While relying on our familiarity with wartime imagery, Richter transcends the events of recent years and cites conventions of the sublime, tropes of Romantic landscape painting as well as kitschy postcards, cigarette ads and cheesy book covers which have indelibly imprinted our imaginary landscapes with lonely heroic figures. The paintings constitute an effort to investigate the iconicity of these figures while consistently undercutting notions of pathos.

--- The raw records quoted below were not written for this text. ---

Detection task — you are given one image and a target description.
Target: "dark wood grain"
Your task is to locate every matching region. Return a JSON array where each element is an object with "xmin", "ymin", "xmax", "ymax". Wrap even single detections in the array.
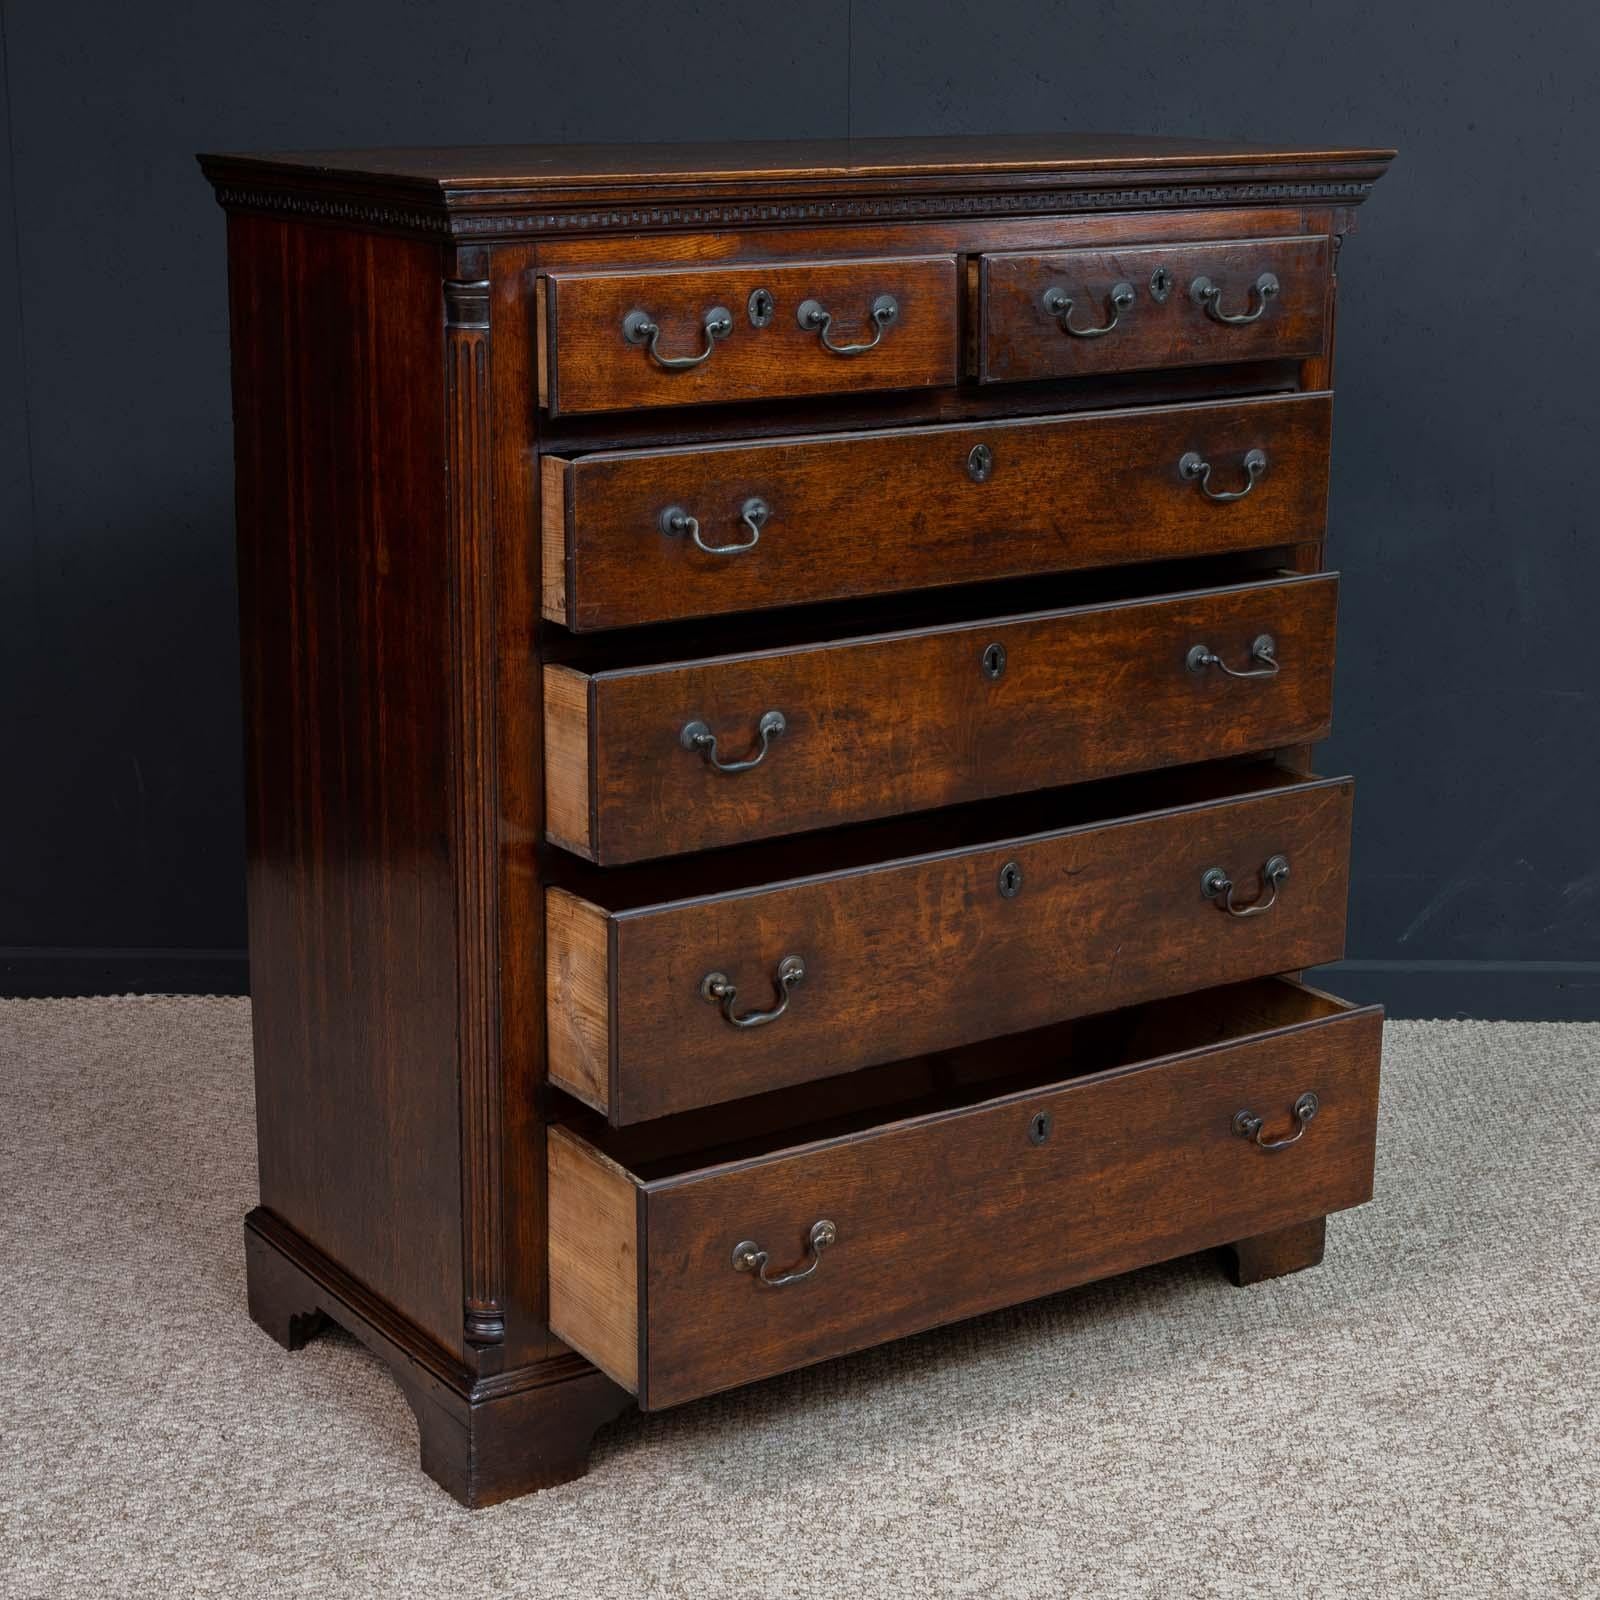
[
  {"xmin": 554, "ymin": 973, "xmax": 1346, "ymax": 1171},
  {"xmin": 548, "ymin": 572, "xmax": 1339, "ymax": 864},
  {"xmin": 545, "ymin": 978, "xmax": 1381, "ymax": 1407},
  {"xmin": 244, "ymin": 1210, "xmax": 632, "ymax": 1506},
  {"xmin": 525, "ymin": 205, "xmax": 1312, "ymax": 279},
  {"xmin": 979, "ymin": 236, "xmax": 1330, "ymax": 384},
  {"xmin": 208, "ymin": 137, "xmax": 1393, "ymax": 1501},
  {"xmin": 444, "ymin": 272, "xmax": 505, "ymax": 1352},
  {"xmin": 548, "ymin": 770, "xmax": 1354, "ymax": 1123},
  {"xmin": 202, "ymin": 133, "xmax": 1398, "ymax": 189},
  {"xmin": 484, "ymin": 238, "xmax": 572, "ymax": 1370},
  {"xmin": 544, "ymin": 393, "xmax": 1332, "ymax": 631},
  {"xmin": 1225, "ymin": 1215, "xmax": 1329, "ymax": 1285},
  {"xmin": 542, "ymin": 256, "xmax": 959, "ymax": 415},
  {"xmin": 227, "ymin": 213, "xmax": 466, "ymax": 1356},
  {"xmin": 199, "ymin": 136, "xmax": 1394, "ymax": 245}
]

For example, small throwaway figures giving blowjobs or urinating from a cliff smother the potential for pathos with an intentional bathos typical of the ‘bad painting’ to which the artist’s work is indebted. ‘Have you looked at that one closely,’ snickered an old man as I walked by one painting, lest I missed the wolf pissing on an alpinist about to plunge into an abyss in Es liegt aber, sagte der Wolf, nicht in meiner Natur Dir zu helfen (It is however, said the wolf, not in my nature to help you, 2011). Such token parodistic gestures are by now standard mechanisms for holding at bay the anxiety that painting still seems to evoke.

Richter continues to employ an apparently off-hand application of paint: pouring, dripping, smearing, doodling, spray-painting and impasto. But the accidental has become 
a trope and a technique the artist uses knowingly, if not teasingly. The lack of skill the painter used to brag about has given way to an elaborate display of painting techniques and an assured handling of both colour and composition. In O.O.A. (out of angenehm) 
(out of comfortable), ghostly warriors fuse with brightly coloured patches of landscape created from flickering lines that might describe sedimentary layers of rock. The surface – on which the paint appears to have been dripped, poured and flicked in different directions – adds to the sense of movement in the running or fighting figures.

Richter’s signature ‘thermal imaging’ of human 
figures is reversed here; the landscape appears in bright neon colours while the figures are blurry jet-black outlines, except 
for the hands and the coloured discs that serve as eyes. At the right lower corner 
a hybrid form, a cross between mountain 
and swamp creature, reinforces the feeling 
of an adolescent image world suspended between the cool and the gross.

Richter has always balanced his focus on the playful and excessive process of painting with his insistence on painting as a conceptual tool for seeking a solution to a specific (social, moral, ethical) problem. His references to our image world invite us to follow his thought process. But if this accessibility makes the pictures pleasurable, it also makes them, ultimately, didactic, in a positive sense. Richter’s oft-stated wish for art to have social relevance might just be coming true.